Even though the datasets were comparatively small, we found that each model converged and generated realistic synthetic images (Fig. 1) without finetuning any hyperparameters to accommodate the different datasets (Supplementary Table S1). In particular, we did not observe mode collapse in any of the training sessions. Additionally, the model architecture could adapt to a wide range of resolutions, covering brain MRI studies with a resolution of 64 × 64 × 64 voxels, chest CT studies with a resolution of 128 × 128 × 128 voxels, and breast MRI and knee MRI studies with an anisotropic resolution of 256 × 256 × 32 voxels. Realistic 3D images could be generated in the four datasets (Fig. 1).

Figure 1.

Figure 1

Visualization of synthetic data samples of the four public datasets used to train the medical diffusion model.
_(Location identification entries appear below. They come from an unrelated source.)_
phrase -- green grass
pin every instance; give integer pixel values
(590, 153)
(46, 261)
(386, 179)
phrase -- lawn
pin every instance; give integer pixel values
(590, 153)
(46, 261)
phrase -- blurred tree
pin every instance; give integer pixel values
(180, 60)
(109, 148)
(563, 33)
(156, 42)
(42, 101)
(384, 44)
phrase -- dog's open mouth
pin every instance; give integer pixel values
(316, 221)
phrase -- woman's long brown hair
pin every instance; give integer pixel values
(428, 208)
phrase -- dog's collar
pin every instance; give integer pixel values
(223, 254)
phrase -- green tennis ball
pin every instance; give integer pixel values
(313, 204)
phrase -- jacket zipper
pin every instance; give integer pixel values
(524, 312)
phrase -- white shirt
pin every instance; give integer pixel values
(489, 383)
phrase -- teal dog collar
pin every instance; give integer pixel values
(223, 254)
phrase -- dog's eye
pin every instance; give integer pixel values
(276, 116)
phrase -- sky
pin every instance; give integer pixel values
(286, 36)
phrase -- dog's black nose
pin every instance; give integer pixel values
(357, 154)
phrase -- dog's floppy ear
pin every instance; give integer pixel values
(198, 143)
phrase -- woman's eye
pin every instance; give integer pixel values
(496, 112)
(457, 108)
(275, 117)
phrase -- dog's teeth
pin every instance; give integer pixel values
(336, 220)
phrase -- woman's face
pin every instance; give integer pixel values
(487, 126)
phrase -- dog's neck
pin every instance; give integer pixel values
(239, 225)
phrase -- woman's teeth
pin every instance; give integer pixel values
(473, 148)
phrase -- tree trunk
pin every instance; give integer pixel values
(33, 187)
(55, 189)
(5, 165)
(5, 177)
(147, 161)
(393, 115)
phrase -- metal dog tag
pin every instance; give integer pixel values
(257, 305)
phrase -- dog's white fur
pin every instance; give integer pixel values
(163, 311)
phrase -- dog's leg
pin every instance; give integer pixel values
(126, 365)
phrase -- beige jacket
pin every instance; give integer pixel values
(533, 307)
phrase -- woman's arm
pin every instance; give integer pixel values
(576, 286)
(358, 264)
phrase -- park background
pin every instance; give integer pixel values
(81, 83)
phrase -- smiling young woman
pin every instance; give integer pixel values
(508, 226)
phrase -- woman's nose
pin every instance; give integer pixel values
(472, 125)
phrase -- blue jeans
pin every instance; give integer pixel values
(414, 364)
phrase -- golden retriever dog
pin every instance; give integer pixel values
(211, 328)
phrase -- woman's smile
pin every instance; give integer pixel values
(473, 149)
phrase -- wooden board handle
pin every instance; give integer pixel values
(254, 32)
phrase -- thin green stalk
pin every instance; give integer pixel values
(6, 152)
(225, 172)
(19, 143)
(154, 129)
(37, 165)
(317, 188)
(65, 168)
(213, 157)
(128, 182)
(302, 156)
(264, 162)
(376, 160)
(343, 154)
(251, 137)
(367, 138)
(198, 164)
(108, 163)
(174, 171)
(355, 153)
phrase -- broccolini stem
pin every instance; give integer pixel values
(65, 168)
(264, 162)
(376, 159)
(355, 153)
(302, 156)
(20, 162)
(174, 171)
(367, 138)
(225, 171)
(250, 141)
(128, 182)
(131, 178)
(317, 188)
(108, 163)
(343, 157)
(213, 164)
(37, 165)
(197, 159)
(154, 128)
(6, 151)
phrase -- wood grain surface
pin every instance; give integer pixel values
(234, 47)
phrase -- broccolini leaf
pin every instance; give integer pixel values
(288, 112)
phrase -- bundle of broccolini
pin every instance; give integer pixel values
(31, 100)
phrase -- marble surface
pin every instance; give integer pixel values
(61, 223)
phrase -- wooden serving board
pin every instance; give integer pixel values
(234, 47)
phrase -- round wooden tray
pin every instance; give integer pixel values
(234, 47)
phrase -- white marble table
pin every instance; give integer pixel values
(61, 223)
Each row shows different neighboring z-slices of the same volume. Please note that different image resolutions were used. The breast MRI studies (DUKE dataset, first two rows of images) and the knee MRI studies (MRNet dataset, second two rows) were input to the model at a resolution of 256 × 256 × 32 voxels (height × width × depth). The chest CT studies (LIDC-IDRI dataset, third two rows) had a resolution of 128 × 128 × 128 voxels, while the brain MRI studies (ADNI dataset, fourth two rows) had a resolution of 64 × 64 × 64 voxels.

Medical diffusion models can generate high-quality medical 3D data

Finding better metrics for assessing the image quality of synthetic images is still an open problem21, particularly for medical images where small details may be highly relevant. To overcome this shortcoming of metric-based evaluations, we had human experts rate the synthetic images along three categories: (1) Image quality, (2) slice consistency, and (3) anatomic correctness. Two radiologists with nine years (Reader A) and five years (Reader B) of experience were asked to rate 50 images from each of the four datasets on a Likert scale (Table 1). Reader A rated 189 of 200 images as (at least) largely realistic with only minor unrealistic areas (50/50 for ADNI, 40/50 for LIDC, 50/50 for DUKE, 49/50 for MRNet). 191 of 200 images were considered consistent between most slices (50/50 for ADNI, 41/50 for LIDC, 50/50 for DUKE, and 50/50 for MRNet). 185/200 images were assessed as exhibiting only minor or no anatomic inconsistencies (50/50 for ADNI, 40/50 for LIDC, 50/50 for DUKE, and 45/50 for MRNet). Reader B scored similarly (Fig. 2). Consequently, our architecture can generate synthetic images that appear realistic to radiologists.

Table 1.

Overview of the categories presented to the radiologists when tasked to assess the quality of the synthetic images.

Option A Option B Option C Option D
Realistic image appearance Overall not recognizable as CT/MRI Overall unrealistic, but generally recognizable as CT/MRI Overall realistic and only minor unrealistic areas Can’t tell whether fake or not
Consistency between slices No consistent slices Only few (up to 3) slices are consistent Majority of slices (> 10) are consistent All slices are consistent
Anatomic correctness Anatomic region not recognizable Anatomic region recognizable, but major parts of the images exhibit anatomic incorrectness Only minor anatomic incorrectness Anatomic features are correct

The radiologists were asked to select one of four options for each category.

Figure 2.

Figure 2

Quantitative evaluation of the image synthesis capabilities on the four datasets used to train the medical diffusion model. Two radiologists with nine and five years of experience in clinical radiology (Reader A and B), respectively, were tasked with evaluating a set of 50 synthetic images from each dataset on a Likert scale. The three categories used to assess the image are "Realistic Image Appearance", “Consistency Between Slices” and “Anatomic Correctness”.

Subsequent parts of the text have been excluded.